23 de maio de 2022

Um tema que é recorrente nos debates sobre as redes sociais é o temor, que alguns expressam, de que as redes sociais virem órgãos censores, retirando conteúdos e perfis de usuários. Isso ficou bem evidente, por exemplo, quando algumas redes baniram Donald Trump, após o episódio do ataque ao Capitólio. Nesta semana, Facebook e Instagram retiraram a live do presidente Bolsonaro na qual ele fez uma falsa associação entre vacinação e suscetibilidade à Aids. Críticos das redes sociais vêm, nesses atos, ataques à liberdade de expressão.

O que as redes fazem, em tais casos, é moderação de conteúdo, algo típico da internet, desde sempre. Quem já teve blog sabe que havia configurações de moderação. Você podia autorizar que os comentários dos leitores fossem ao ar imediatamente, podendo o responsável pelo blog retirar depois conteúdos que considerasse ofensivos, ou podia condicionar a publicação à sua leitura prévia e autorização. Assim funcionam as páginas da instituições públicas ou privadas.

Seria razoável, em nome da liberdade de expressão, deixar no ar um conteúdo de um comentarista de uma página pregando o assassinato de alguém ou incentivando o suicídio? É evidente que não. Da mesma forma que as páginas de instituições têm suas regras para a publicação de comentários, as redes sociais têm regras para seus usuários. Quem faz um perfil em uma rede social aceita os termos de uso.

As redes tentam não interferir no conteúdo dos discursos, sendo pressionadas, no entanto, por terem sido omissas em momentos importantes, que trouxeram sequelas para as sociedades. 

Palavras podem ser veículos para diversas ações violentas ou perigosas.
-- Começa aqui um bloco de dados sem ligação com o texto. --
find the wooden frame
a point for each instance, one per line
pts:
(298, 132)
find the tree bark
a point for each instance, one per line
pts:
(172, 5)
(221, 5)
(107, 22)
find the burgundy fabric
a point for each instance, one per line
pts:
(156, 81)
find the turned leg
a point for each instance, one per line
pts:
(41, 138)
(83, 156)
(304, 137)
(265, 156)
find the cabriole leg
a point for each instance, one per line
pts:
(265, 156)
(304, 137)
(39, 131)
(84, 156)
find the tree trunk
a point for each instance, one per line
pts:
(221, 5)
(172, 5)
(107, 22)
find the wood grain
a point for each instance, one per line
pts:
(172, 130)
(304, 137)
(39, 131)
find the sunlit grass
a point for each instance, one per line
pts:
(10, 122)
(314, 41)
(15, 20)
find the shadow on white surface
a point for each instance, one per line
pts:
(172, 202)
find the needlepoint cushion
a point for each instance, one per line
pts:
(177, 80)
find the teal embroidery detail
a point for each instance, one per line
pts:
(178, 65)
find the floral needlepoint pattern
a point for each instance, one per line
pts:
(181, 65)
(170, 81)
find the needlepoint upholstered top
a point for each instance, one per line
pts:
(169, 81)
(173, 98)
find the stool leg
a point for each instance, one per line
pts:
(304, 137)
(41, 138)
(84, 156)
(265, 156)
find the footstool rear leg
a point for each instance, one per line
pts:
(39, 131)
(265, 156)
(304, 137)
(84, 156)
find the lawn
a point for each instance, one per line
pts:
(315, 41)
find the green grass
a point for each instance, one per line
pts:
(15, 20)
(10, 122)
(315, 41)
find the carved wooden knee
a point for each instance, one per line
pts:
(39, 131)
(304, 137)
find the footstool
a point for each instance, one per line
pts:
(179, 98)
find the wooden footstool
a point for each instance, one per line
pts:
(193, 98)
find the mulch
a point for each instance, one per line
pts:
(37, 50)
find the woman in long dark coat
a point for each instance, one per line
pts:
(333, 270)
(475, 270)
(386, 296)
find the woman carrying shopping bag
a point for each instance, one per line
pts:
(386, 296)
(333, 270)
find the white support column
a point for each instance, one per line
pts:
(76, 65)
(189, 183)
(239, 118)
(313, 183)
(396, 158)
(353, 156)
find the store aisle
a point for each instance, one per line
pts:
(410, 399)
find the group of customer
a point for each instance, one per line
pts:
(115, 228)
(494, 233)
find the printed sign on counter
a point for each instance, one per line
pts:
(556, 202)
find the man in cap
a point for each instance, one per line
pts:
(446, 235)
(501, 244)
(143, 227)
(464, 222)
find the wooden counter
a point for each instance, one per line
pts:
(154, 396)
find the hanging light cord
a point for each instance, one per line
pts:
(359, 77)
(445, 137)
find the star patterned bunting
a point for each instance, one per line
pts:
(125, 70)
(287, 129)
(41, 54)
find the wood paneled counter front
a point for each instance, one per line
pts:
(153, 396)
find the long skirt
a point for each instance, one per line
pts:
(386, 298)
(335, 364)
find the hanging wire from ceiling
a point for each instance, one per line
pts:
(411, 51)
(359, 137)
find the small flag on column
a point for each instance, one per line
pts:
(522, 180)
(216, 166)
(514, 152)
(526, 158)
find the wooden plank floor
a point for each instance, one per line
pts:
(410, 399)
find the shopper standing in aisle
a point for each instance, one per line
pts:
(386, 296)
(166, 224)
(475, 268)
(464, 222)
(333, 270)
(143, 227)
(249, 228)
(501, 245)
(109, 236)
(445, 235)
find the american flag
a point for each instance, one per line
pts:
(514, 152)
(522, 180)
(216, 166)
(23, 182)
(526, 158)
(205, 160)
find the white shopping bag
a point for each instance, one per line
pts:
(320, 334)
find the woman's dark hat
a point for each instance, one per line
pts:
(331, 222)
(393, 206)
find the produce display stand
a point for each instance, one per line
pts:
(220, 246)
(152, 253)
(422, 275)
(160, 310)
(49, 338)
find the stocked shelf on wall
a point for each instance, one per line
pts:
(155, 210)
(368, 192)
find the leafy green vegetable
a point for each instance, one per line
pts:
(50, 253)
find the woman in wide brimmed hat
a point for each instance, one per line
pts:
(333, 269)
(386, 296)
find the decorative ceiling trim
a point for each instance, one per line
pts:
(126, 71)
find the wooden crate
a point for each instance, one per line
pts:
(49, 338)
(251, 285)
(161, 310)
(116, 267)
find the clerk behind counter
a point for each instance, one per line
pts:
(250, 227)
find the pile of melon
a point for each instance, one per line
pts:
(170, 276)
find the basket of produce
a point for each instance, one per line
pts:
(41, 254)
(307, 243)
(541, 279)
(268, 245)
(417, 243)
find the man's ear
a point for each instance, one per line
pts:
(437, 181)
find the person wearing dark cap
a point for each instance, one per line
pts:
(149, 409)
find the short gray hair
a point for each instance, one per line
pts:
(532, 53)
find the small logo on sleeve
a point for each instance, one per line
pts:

Nem toda expressão está acolhida pela liberdade de expressão. A legislação penal está cheia de crimes que são cometidos pela palavra. Da mesma forma, há limitações que protegem a sociedade, como, por exemplo, a repressão ao discurso do ódio que estigmatiza minorias e fomentam contra elas a discriminação e a violência. Isso está ressalvado nos tratados internacionais que protegem a liberdade de expressão.

Uma diferença fundamental entre a ação de moderação de conteúdo nas redes sociais e a censura clássica, estatal, é que ficamos sabendo logo dessas decisões de moderação de conteúdo, o que viabiliza um controle social maior. Há, nas próprias plataformas, espaço para que os que se sentem prejudicados apresentem defesa.

Não é razoável, em nome da liberdade de expressão, defender o “direito fundamental de mentir” ou o “direito fundamental de ofender”. Quando Trump instigou seus apoiadores contra o Congresso, que discutia a legitimidade das eleições, fomentou violência, que levou a mortes. 

O que a sociedade precisa fazer é exigir que tais empresas tenham regras mais claras e práticas de moderação mais transparentes, que estejam submetidas à fiscalização por instituições independentes.